Lancet. 2005 Nov 26;366(9500):1875-81. doi: 10.1016/S0140-6736(05)67632-5.
Both the prevalence and mortality attributable to chronic obstructive pulmonary disease (COPD) seem to be increasing in low-income and middle-income countries, but few data are available. The aim of the PLATINO study, launched in 2002, was to describe the epidemiology of COPD in five major Latin American cities: São Paulo (Brazil), Santiago (Chile), Mexico City (Mexico), Montevideo (Uruguay), and Caracas (Venezuela).
A two-stage sampling strategy was used in the five areas to obtain probability samples of adults aged 40 years or older. These individuals were invited to answer a questionnaire and undergo anthropometry, followed by prebronchodilator and postbronchodilator spirometry. We defined COPD as a ratio less than 0.7 of postbronchodilator forced expiratory volume in the first second over forced vital capacity.
Complete information, including spirometry, was obtained from 963 people in São Paulo, 1173 in Santiago, 1000 in Mexico City, 885 in Montevideo, and 1294 in Caracas. Crude rates of COPD ranged from 7.8% (78 of 1000; 95% CI 5.9-9.7) in Mexico City to 19.7% (174 of 885; 17.2-22.2) in Montevideo. After adjustment for key risk factors, the prevalence of COPD in Mexico City remained significantly lower than that in other cities.

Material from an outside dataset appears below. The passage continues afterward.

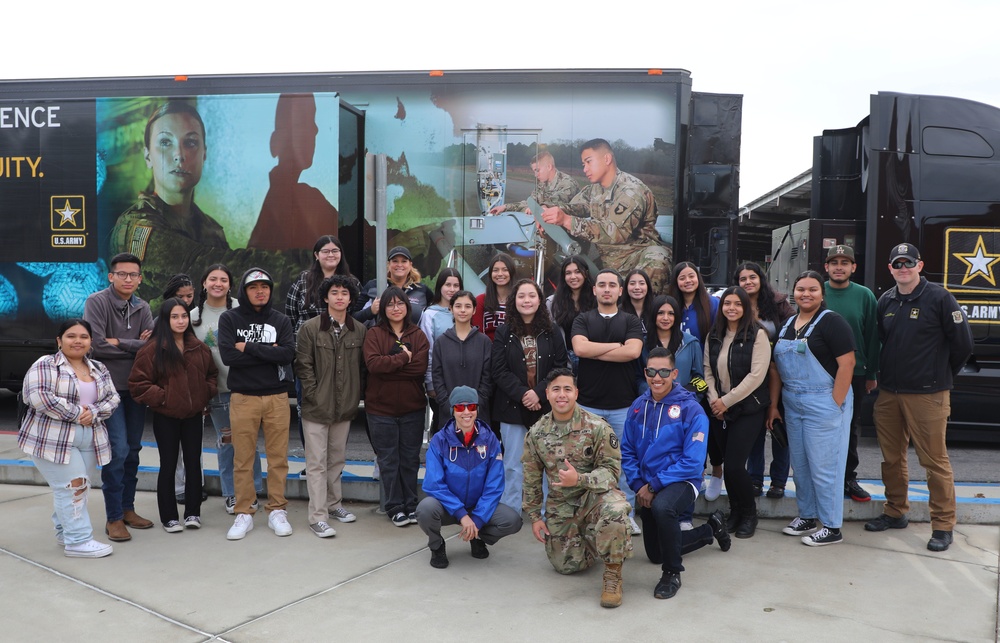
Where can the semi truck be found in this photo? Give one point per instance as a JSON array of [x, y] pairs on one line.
[[282, 159], [923, 170]]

These results suggest that COPD is a greater health problem in Latin America than previously realised. Altitude may explain part of the difference in prevalence. Given the high rates of tobacco use in the region, increasing public awareness of the burden of COPD is important.

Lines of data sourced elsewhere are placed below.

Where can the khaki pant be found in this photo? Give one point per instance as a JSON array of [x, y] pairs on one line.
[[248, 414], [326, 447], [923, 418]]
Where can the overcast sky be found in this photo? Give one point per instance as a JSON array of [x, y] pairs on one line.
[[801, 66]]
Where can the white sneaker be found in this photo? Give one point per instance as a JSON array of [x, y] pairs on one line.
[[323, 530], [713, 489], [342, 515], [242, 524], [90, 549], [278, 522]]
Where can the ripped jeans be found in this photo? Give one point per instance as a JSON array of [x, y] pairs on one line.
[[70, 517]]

在低收入和中等收入国家,慢性阻塞性肺疾病(COPD)的患病率和归因死亡率似乎都在上升,但相关数据较少。2002年启动的PLATINO研究旨在描述五个拉丁美洲主要城市的慢性阻塞性肺疾病流行病学情况,这五个城市分别是:圣保罗(巴西)、圣地亚哥(智利)、墨西哥城(墨西哥)、蒙得维的亚(乌拉圭)和加拉加斯(委内瑞拉)。
在这五个地区采用两阶段抽样策略,以获取40岁及以上成年人的概率样本。邀请这些人回答问卷并接受人体测量,随后进行支气管扩张剂使用前和使用后的肺量测定。我们将慢性阻塞性肺疾病定义为支气管扩张剂使用后第一秒用力呼气量与用力肺活量之比小于0.7。
在圣保罗,963人、圣地亚哥1173人、墨西哥城1000人、蒙得维的亚885人和加拉加斯1294人获得了包括肺量测定在内的完整信息。慢性阻塞性肺疾病的粗发病率从墨西哥城的7.8%(1000人中78例;95%可信区间5.9 - 9.7)到蒙得维的亚的19.7%(885人中174例;17.2 - 22.2)不等。在对关键风险因素进行调整后,墨西哥城慢性阻塞性肺疾病的患病率仍显著低于其他城市。
这些结果表明,慢性阻塞性肺疾病在拉丁美洲是一个比之前认识到的更为严重的健康问题。海拔可能是患病率差异的部分原因。鉴于该地区较高的烟草使用率,提高公众对慢性阻塞性肺疾病负担的认识很重要。